Dependency. Keeps the system together.
In order to guarantee the fitness of the host organism as well as the invading cell, we established different exchange-based dependencies - a malonate based dependency with the invading E. coli cell as the malonate source and a protein based dependency complementing essential gene knockout.
Fusion. Brings the system together.
Since our whole project relies on the utilization of the principles of endosymbiosis for production purposes, we had to decide for a method to bring the organisms together. This was accomplished by modification and optimization of a protocol using polyethylene glycol (PEG).

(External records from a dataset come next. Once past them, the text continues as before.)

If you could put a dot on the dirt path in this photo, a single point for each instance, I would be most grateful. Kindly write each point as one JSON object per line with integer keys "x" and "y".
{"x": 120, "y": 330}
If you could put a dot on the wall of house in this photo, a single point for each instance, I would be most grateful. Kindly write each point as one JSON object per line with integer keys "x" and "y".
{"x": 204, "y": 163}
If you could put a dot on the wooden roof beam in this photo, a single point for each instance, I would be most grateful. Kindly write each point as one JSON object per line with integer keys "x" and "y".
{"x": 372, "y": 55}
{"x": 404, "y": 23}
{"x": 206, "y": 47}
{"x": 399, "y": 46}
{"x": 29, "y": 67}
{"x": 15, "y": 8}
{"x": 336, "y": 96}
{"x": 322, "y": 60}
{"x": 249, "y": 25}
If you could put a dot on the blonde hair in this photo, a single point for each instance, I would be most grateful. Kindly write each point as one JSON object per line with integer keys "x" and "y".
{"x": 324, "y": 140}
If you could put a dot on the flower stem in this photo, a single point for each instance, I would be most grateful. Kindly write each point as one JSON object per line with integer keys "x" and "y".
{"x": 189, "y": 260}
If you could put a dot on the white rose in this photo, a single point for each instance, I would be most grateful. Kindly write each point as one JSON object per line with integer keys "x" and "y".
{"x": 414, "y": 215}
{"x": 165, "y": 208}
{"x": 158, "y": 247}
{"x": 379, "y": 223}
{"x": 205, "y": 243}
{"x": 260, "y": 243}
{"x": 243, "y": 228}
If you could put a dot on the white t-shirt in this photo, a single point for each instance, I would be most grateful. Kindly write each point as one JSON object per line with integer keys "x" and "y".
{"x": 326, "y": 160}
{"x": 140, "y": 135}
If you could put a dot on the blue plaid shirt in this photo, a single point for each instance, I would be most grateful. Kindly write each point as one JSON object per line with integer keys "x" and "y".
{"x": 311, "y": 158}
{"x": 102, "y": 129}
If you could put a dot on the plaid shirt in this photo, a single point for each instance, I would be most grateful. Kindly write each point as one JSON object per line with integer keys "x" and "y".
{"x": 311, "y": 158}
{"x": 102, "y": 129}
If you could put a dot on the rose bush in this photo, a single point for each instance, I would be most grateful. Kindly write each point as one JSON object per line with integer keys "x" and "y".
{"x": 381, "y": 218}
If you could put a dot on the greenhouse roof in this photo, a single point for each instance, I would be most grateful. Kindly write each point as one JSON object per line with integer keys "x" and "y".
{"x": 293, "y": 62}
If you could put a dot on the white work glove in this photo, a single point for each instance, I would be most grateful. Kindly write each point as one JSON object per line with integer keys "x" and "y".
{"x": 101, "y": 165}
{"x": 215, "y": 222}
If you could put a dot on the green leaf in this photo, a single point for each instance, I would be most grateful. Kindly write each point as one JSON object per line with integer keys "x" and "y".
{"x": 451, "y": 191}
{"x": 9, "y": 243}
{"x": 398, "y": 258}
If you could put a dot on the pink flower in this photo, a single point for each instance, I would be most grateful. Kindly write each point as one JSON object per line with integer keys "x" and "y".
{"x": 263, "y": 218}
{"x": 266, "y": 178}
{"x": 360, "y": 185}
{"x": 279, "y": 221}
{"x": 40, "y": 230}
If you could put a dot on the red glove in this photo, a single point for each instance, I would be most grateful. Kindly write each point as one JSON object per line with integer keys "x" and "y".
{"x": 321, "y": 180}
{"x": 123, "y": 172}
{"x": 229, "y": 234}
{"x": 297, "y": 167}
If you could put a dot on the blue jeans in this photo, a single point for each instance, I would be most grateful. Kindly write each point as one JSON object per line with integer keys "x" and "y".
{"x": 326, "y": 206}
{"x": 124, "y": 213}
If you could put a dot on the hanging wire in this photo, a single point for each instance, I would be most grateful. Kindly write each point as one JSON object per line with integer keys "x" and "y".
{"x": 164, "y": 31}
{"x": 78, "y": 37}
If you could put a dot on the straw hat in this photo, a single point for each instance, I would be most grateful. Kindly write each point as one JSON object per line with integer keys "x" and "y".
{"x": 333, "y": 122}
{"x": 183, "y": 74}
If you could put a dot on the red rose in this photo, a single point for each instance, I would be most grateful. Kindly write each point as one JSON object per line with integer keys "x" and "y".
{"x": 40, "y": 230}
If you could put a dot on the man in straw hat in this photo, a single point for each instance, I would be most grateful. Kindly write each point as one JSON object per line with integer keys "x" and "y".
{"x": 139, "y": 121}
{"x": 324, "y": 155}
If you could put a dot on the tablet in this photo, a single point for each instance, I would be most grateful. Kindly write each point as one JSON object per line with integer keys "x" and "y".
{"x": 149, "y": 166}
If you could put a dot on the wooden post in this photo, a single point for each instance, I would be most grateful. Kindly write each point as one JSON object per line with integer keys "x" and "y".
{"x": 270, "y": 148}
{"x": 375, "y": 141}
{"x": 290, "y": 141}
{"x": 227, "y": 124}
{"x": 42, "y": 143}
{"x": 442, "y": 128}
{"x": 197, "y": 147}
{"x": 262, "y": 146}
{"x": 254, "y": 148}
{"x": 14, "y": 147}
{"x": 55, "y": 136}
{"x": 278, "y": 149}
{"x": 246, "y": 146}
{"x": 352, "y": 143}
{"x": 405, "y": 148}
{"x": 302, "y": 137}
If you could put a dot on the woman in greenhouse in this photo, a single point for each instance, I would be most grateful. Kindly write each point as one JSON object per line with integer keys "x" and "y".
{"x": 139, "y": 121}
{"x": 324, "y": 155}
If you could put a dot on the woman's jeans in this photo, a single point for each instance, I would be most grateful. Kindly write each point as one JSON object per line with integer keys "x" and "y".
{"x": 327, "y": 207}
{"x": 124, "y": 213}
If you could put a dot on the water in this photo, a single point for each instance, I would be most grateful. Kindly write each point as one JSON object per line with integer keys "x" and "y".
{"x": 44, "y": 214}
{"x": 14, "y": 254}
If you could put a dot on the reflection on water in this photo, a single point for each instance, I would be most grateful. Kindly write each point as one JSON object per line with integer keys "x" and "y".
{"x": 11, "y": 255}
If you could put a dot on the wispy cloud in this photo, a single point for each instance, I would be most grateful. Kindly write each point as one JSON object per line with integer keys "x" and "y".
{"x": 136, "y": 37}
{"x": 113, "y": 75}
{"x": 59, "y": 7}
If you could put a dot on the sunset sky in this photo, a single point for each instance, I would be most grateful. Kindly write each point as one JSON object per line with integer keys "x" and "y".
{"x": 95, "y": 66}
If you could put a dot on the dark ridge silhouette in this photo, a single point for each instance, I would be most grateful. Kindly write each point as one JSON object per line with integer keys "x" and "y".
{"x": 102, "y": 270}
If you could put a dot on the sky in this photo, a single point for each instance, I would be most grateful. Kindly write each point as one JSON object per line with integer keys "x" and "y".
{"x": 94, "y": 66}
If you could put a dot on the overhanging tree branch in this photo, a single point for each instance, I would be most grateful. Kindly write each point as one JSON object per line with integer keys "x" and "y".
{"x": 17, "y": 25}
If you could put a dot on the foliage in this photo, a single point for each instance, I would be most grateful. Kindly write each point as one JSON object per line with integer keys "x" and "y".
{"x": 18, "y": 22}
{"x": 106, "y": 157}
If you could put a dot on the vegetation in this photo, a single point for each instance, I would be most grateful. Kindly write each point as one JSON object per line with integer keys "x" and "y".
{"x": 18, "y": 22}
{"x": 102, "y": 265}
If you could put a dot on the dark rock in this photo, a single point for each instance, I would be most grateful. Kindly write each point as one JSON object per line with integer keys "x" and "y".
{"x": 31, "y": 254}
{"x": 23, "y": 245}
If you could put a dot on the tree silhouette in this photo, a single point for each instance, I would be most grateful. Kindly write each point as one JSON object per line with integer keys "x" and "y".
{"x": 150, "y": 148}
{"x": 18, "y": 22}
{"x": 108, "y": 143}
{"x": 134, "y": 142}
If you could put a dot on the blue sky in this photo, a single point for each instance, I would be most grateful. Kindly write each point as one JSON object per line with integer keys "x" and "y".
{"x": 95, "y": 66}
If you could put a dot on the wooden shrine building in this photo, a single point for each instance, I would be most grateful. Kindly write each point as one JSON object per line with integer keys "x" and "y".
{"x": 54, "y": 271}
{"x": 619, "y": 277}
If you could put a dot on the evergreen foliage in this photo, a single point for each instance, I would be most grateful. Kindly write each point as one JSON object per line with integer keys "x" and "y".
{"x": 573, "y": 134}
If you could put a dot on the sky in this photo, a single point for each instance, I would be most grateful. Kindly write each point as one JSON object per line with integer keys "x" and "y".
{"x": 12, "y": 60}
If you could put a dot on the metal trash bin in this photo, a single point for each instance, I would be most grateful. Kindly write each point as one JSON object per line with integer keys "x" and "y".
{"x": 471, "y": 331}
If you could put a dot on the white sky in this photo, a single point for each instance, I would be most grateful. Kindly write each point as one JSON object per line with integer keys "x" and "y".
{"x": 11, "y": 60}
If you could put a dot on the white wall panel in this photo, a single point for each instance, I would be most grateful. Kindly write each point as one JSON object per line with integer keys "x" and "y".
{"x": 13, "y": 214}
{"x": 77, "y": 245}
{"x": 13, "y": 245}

Production Line. Novel system for modular synthesis.
Design of a production line that starts with limonene production in E. coli and export into S. cerevisiae. Limonene gets hydroxylated to the cancer drug perillyl alcohol and exported to the media.
Modeling. Evolutionary stability analysis of killswitches.
Quantitative work using mathematical modeling and numerics to study genetical killswitches. Treated as genetic regulatory networks, the stability of network topologies against evolution - selection and mutation - is studied.
-  Ajikumar, Parayil Kumaran, et al. "Terpenoids: opportunities for biosynthesis of natural product drugs using engineered microorganisms." Molecular pharmaceutics 5.2 (2008): 167-190.
-  Van Dien, Stephen. "From the first drop to the first truckload: commercialization of microbial processes for renewable chemicals." Current opinion in biotechnology 24.6 (2013): 1061-1068.